PrimeHarbor | Revisiting Macie

What is Macie?

Amazon’s marketing describes Macie as:

Amazon Macie automates the discovery of sensitive data at scale and lowers the cost of protecting your data. Macie automatically provides an inventory of Amazon S3 buckets including a list of unencrypted buckets, publicly accessible buckets, and buckets shared with AWS accounts outside those you have defined in AWS Organizations. Then, Macie applies machine learning and pattern matching techniques to the buckets you select to identify and alert you to sensitive data, such as personally identifiable information (PII).
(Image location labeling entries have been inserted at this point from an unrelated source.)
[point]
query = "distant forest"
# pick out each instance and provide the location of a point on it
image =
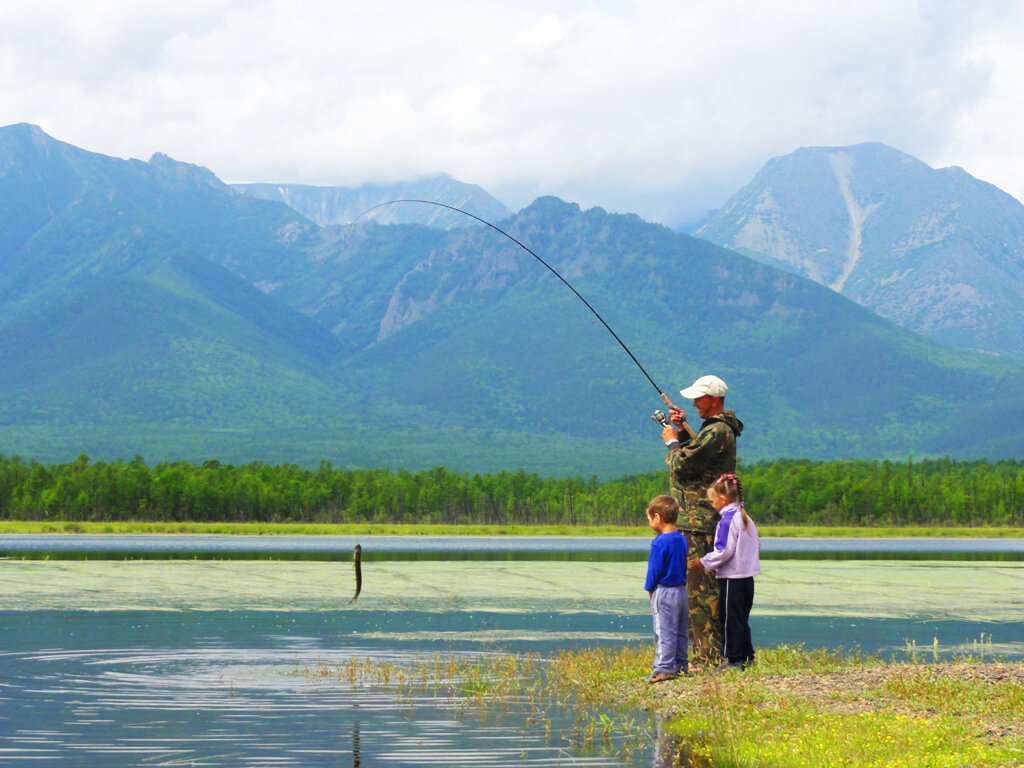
(795, 492)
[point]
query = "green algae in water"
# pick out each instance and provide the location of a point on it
(879, 589)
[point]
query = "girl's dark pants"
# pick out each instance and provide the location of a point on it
(735, 597)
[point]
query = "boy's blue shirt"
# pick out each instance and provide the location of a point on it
(667, 564)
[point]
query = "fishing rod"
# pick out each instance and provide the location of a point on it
(597, 314)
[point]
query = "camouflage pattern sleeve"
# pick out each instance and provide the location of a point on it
(688, 462)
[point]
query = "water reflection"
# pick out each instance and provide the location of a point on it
(253, 707)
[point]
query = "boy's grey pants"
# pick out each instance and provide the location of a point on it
(670, 608)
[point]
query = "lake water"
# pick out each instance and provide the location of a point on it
(199, 662)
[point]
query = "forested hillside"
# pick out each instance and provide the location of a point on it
(923, 493)
(145, 307)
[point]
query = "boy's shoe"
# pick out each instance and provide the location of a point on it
(660, 677)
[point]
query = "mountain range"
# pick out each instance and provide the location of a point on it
(342, 205)
(935, 250)
(146, 307)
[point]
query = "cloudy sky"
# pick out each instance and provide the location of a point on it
(663, 109)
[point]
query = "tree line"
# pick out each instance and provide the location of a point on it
(795, 492)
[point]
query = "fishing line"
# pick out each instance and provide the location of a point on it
(551, 268)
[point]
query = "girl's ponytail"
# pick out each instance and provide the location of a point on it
(730, 486)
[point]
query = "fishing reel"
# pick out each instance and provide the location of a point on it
(658, 417)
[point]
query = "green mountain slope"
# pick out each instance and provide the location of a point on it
(935, 250)
(147, 308)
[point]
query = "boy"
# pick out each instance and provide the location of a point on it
(667, 586)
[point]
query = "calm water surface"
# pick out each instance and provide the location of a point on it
(161, 663)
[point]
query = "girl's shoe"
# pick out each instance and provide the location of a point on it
(660, 677)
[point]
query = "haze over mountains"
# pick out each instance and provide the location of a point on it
(150, 308)
(936, 251)
(341, 205)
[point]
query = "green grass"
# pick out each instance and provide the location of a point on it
(799, 709)
(271, 528)
(796, 709)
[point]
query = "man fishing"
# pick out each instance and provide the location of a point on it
(694, 462)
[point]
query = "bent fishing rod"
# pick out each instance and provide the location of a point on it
(597, 314)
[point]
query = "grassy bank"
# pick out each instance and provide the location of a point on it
(797, 709)
(267, 528)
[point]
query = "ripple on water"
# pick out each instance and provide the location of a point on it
(226, 707)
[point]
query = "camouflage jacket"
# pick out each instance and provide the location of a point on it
(695, 464)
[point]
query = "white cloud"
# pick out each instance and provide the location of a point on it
(659, 108)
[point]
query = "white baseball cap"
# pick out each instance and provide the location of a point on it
(706, 385)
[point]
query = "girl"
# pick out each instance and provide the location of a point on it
(735, 561)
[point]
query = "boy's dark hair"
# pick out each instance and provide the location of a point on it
(666, 507)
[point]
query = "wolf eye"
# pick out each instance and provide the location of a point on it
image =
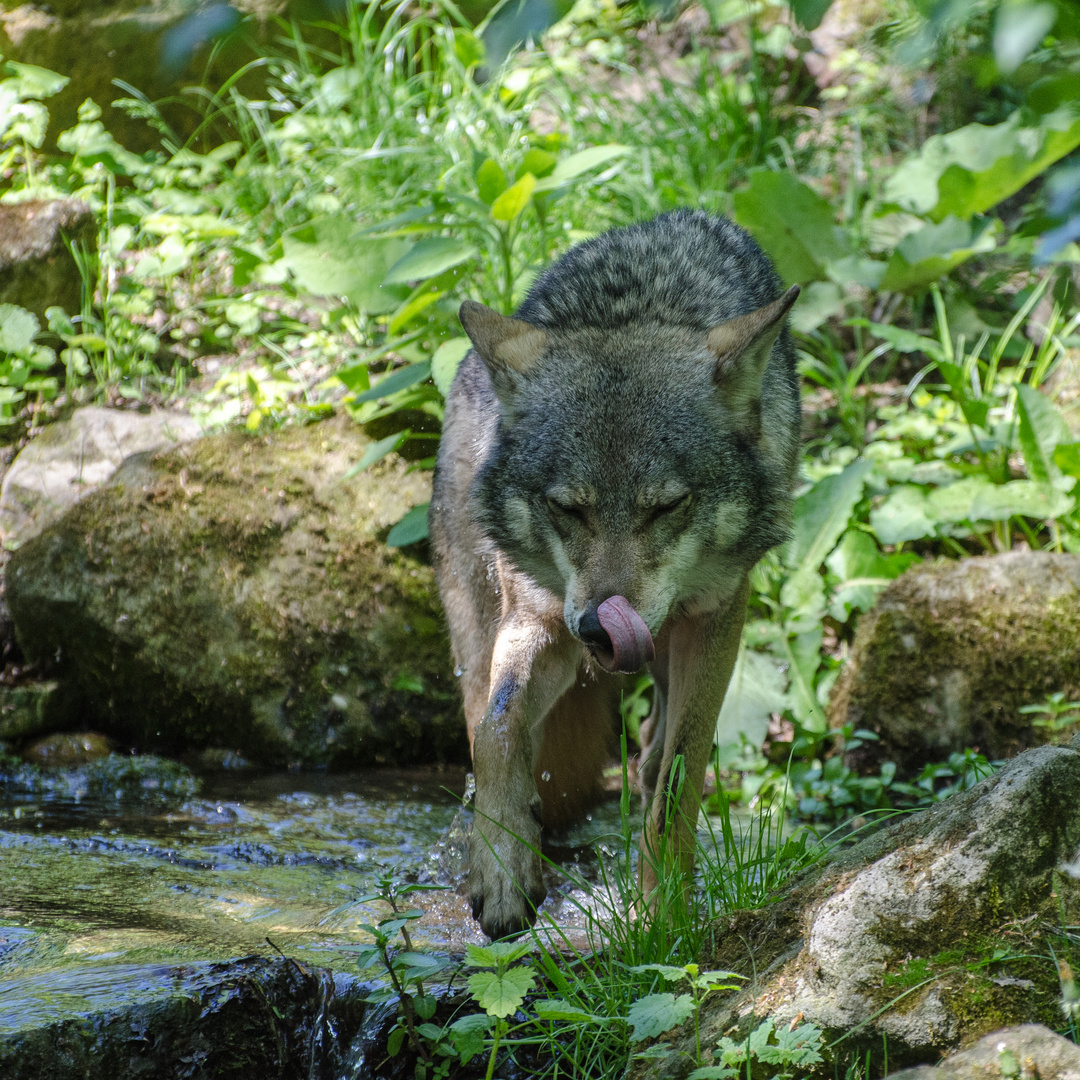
(567, 509)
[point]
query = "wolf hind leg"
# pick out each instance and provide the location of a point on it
(580, 738)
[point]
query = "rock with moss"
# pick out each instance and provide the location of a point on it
(37, 267)
(237, 592)
(1025, 1051)
(923, 936)
(953, 650)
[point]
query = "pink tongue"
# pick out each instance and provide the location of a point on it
(631, 642)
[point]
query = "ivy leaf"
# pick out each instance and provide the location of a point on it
(656, 1013)
(1042, 430)
(514, 199)
(501, 995)
(446, 361)
(410, 529)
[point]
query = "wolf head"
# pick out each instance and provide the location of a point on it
(646, 460)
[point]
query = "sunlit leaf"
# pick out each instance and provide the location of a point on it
(514, 199)
(501, 994)
(428, 258)
(446, 361)
(656, 1013)
(410, 529)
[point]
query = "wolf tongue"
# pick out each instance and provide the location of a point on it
(632, 646)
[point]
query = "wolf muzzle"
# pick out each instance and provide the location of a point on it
(623, 643)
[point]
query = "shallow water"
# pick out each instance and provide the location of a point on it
(92, 883)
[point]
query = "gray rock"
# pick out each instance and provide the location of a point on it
(954, 649)
(73, 457)
(1026, 1052)
(250, 1017)
(891, 937)
(37, 269)
(235, 592)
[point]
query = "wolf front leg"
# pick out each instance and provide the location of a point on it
(702, 652)
(532, 664)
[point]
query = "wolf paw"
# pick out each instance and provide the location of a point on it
(505, 887)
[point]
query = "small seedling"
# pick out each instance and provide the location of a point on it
(656, 1013)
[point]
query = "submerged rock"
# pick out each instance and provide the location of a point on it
(73, 457)
(954, 649)
(235, 592)
(1027, 1052)
(907, 936)
(37, 269)
(252, 1017)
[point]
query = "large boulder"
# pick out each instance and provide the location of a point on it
(953, 650)
(37, 269)
(928, 934)
(235, 592)
(73, 457)
(1025, 1052)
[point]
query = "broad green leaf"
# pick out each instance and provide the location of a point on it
(656, 1013)
(428, 258)
(1067, 458)
(756, 691)
(501, 995)
(468, 1033)
(332, 257)
(514, 199)
(410, 529)
(858, 559)
(971, 170)
(446, 361)
(802, 652)
(36, 82)
(376, 451)
(809, 13)
(400, 379)
(17, 329)
(933, 251)
(554, 1009)
(576, 164)
(902, 340)
(795, 226)
(491, 180)
(1021, 498)
(1042, 429)
(538, 162)
(822, 514)
(904, 515)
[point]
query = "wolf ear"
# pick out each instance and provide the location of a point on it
(742, 347)
(507, 346)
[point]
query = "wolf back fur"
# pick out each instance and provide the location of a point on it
(632, 432)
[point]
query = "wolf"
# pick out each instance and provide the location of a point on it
(615, 459)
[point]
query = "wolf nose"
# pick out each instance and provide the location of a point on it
(591, 632)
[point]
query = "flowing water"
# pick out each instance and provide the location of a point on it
(117, 892)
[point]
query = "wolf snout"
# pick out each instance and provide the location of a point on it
(617, 635)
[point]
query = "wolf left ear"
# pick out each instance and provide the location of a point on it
(742, 347)
(507, 346)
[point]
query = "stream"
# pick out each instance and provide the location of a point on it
(126, 898)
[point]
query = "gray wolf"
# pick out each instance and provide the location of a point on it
(615, 460)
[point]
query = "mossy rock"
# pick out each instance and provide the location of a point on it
(235, 592)
(922, 937)
(953, 650)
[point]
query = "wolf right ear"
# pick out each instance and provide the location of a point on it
(507, 346)
(742, 347)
When it launched Macie was super expensive: $8 per GB of data scanned. Macie was an AWS acquisition so it was not created under the Bezos “API or Die” memo. It was incredibly difficult to setup. There was no way to collect cost estimates without clicking into each account and each region to get the estimate from the console. It had to turn on its own CloudTrail triggering additional costs there too. When I looked at what I could use it for in the 100 or so accounts I was responsible for at the time (2018) it was a total non-starter.

It became the butt of internet jokes. Tweet by Corey Quinn

3.6 PB Not Great, Not Terrible

Why do I care?

PII is like nuclear waste. Get too much of it in one place and you’re likely to have a melt down. It’s useful if you’re a major bank that accidentally left 100m credit card records in an account with web applications. S3 is not a proper secrets store, and Macie knows how to find certain credentials

What’s changed?

Macie has come a long way from the crap they released in 2018. Macie now supports Delegated Admin like the GuardDuty service. It has a proper Boto3 API (under the Macie2 namespace). There was an 80% price reduction last year. Additionally they added filter criteria, so you can create sensitive data classification jobs on public buckets only. The Macie console, while still only regional, provides a reasonably nice executive graph on your S3 Bucket Security - showing percentage of publicly readable, publicly writable, and externally shared buckets.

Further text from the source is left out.